As a kid, I was an NBA nut. And because it was the 1980's, I watched the Lakers. Chances were always good they were in the playoffs or the Finals. But I watched them, the Pistons, the Bulls and the Rockets when I could (I would become a real Rockets fan when I moved back to Houston in 1990) all season long.
I liked most of the guys you think of from that era, but my favorite Laker was always Kareem Abdul-Jabbar. I made the crucial mistake of trying to imitate his play as a 6'3" kid, but I did play center and I wore glasses, and it all made sense in my head. But my skyhook was not Kareem's skyhook. And my defense was not his.
Of course, Kareem is one of the intellectuals of the NBA. And that had an impact on me as a kid. I understood that, like Muhammad Ali, he had abandoned his birthname of Lou Alcinder. I understood why. Those are both big things when you're a kid, but also helps frame it in a way that's understandable and something you're keen to appreciate when you know that's part of the story of someone you look up.
I knew Kareem was a reader and a smart guy, and I have delighted in his post NBA career as a sort of wise elder. I mean, no one is going to Bill Laimbeer or Dennis Rodman to get their take on current events. They aren't writing excellent think pieces that show up in the news.

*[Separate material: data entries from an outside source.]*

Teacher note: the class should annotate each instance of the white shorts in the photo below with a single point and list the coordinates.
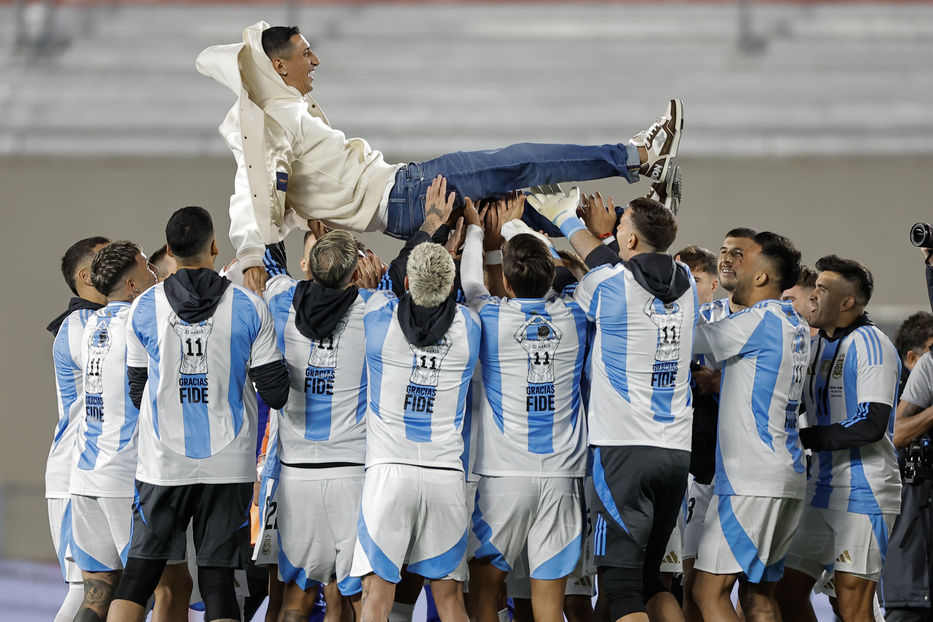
(62, 539)
(579, 583)
(698, 496)
(546, 513)
(672, 561)
(414, 514)
(849, 542)
(266, 549)
(102, 528)
(748, 535)
(317, 527)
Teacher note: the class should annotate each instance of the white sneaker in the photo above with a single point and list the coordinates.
(661, 140)
(668, 192)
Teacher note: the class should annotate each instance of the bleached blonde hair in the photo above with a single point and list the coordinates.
(430, 274)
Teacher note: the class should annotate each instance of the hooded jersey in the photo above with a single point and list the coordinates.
(69, 389)
(417, 393)
(198, 418)
(532, 354)
(645, 311)
(765, 351)
(323, 420)
(846, 374)
(105, 452)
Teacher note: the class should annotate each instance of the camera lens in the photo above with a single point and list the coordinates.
(921, 234)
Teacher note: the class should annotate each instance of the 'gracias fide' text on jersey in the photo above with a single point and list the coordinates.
(417, 394)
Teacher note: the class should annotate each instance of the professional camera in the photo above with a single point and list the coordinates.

If I met Kareem today, though, I'd probably just ask him about making The Fish that Saved Pittsburgh, and if he'd rewatched it lately.
Anyway, I had a lot of sports heroes as a kid, but Kareem was always the top of the list.
Its been wild watching the current series Winning Time about the people and forces that combined to become the Lakers you know and love, and to see Kareem dramatized by Solomon Hughes in a way that feels like maybe it could be right (but you'd have to ask the man himself).
Anyway, happy 75th to one of the best in the game.